How to exercise balance in social eating situations


Have you ever felt that it is difficult to maintain the balance you want in social eating situations?

Food is a huge part of our social lives, our cultures, our traditions, and our celebrations.

But you may also feel overwhelmed or frustrated to get past these situations when you learn how to find the right balance between delicious foods and pleasure.

If you always feel as though you’re “going off track” by making choices that aren’t in line with the balance you feel for you, you might get really frustrated and bring up some negative thoughts about yourself, which isn’t what we want you to experience.

Read on to discover how you can feel more at peace with food in social eating situations.

Why it seems so hard to maintain balance in social eating situations

There are a few common reasons why social eating is more difficult to navigate, and being aware of them will support you in learning how to feel more comfortable with food in social situations.

1. The environment is different from your usual routine

When you’re in social situations, whether it’s at a friend’s house for a girl’s night out, a family barbecue, or a wedding, the physical environment is set up quite differently than your space at home and that can have a huge impact on your food choices without you even realizing. that.

For example, in many of these situations, there is often food offered for grazing, such as bowls of chips or a charcuterie board. It may simply cause you to crave certain foods that you wouldn’t normally say are the most satisfying for you.

In addition, you are also engaging and interacting with more people in these situations, while you may be alone at home, with your partner, or with your family.

When you are at a social event, there are often many people you talk to and different activities may take place. This can make it more difficult for you to remember to check your levels of hunger and fullness or to really try what you’re eating.

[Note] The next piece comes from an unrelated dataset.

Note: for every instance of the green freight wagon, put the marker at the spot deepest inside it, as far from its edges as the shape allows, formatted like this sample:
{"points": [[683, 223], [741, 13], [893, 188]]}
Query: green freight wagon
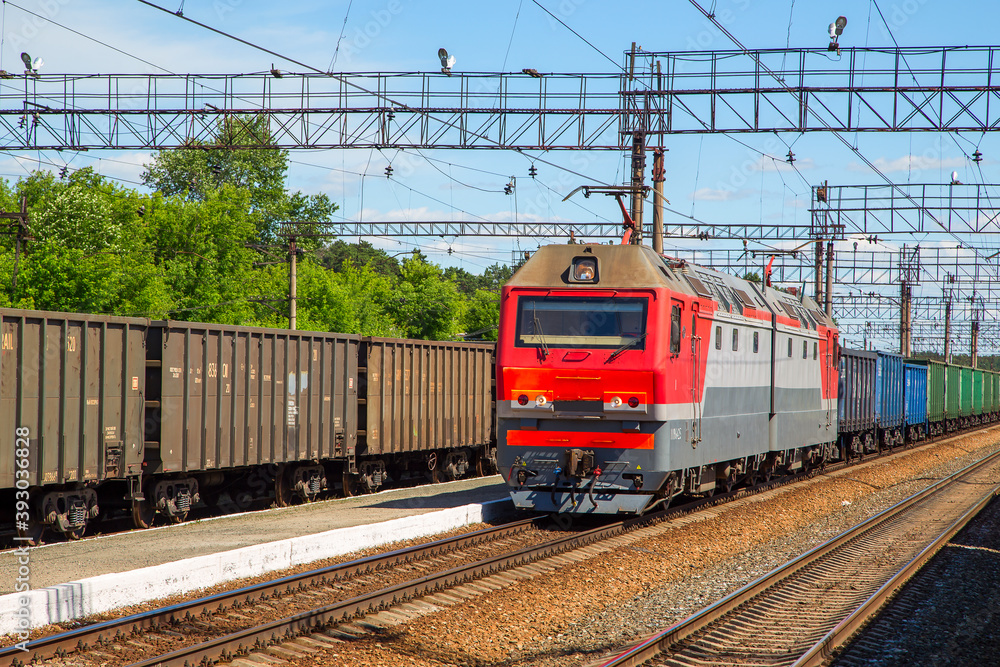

2. You have no control over food choices

One of the most common reasons why many people feel social situations are difficult to navigate is that they have no control over what food will be there.

Between not knowing what to offer, seeing so many fun foods they want, and a lack of nutrition options, it’s easy to get frustrated and it’s impossible to maintain a balance.

3. Peer pressure

You have likely encountered this before.

You choose what you want to eat or not eat on a particular day and someone comments on that.

“You eat a salad, plain, live a little.”

Or maybe, “You’re going to eat that sugary cookie? I’m keto and I’ll never eat that.”

Peer pressure is very common at social events and we hear from many clients who feel the need to eat like others or feel pressure from family and friends commenting on what they eat or not eat. Unfortunately, you will likely encounter this at some point in your journey.

6 social eating tips for finding the right balance

Fortunately, we’re here to help!

Navigating social eating doesn’t have to be as difficult as you may currently feel. With a few simple tips on social eating that you can keep in mind, you’ll feel it’s easier for you to exercise balance with your food choices.

1. Set a clear intent

In addition to being alert, you can also create a clear intent for what you would like to experience at your event or gathering.

Are you there to catch up with old friends you haven’t seen in a while? To celebrate the wedding of two members of your family? To enjoy delicious food at your favorite restaurant?

Or maybe you want to be able to enjoy food at an event without restrictions or guilt so you can focus on socializing and not get caught up in food rules?

These are all intentions where physical nutrition is not the primary priority – and that’s okay! Sometimes having fun is the priority instead. If so, allow yourself to vigilantly enjoy the atmosphere and what you are there to experience, rather than focusing on food rules or “what should” you can think of.

When you’re not at the social event and back into your routine, nutrition can become a bigger priority again. This is the balance we teach within the method that allows you to transition between nourishment and pleasure through many stages of your life.

2. Build balanced meals and snacks

One of the easiest ways to maintain balance in social eating situations is to remember the foundations of balanced eating habits. One of the basic practices we teach our customers about is how to prepare a balanced meal or snack.

This allows them to get the food they need while also enjoying the foods they love, no matter where they are!

We do this using our Foundation Five system, and if you are not familiar with this system yet, you can Download our free balanced eating guide That defines exactly what to include on your plate for balance.

Keeping this simple regime in mind during social events will make it less stressful for you. You will be able to look at any buffet, charcuterie board or snack table and you will easily be able to visualize what you can add to your plate to create a balanced meal.

Will your meals from the buffet look like the ones you make at home, maybe not, but then again – that’s okay!

The Fifth Foundational Framework gives you the guidance you need to know that you are doing your best in any given situation, so you can approach any social situation with confidence.

3. Bring a nutritious cucumber to share

However, knowing that most social situations have a lot of fun foods but tend to lack nutritious ones, is there something you can bring to share that is nutritious and fun?

This can be delicious Broccoli salad with ranch dressing For a summer barbecue, Vegetable green bean casserole for a holiday party, or a homemade dip For a balanced snack on a girl’s night out or her birthday party.

4. Be vigilant

It can be easy to get caught up in the moment at social events, especially with that change in environment and peer pressure we just talked about.

One strategy we share with members of the Mindful Nutrition Method™ to help them address this is to be mindful in social situations.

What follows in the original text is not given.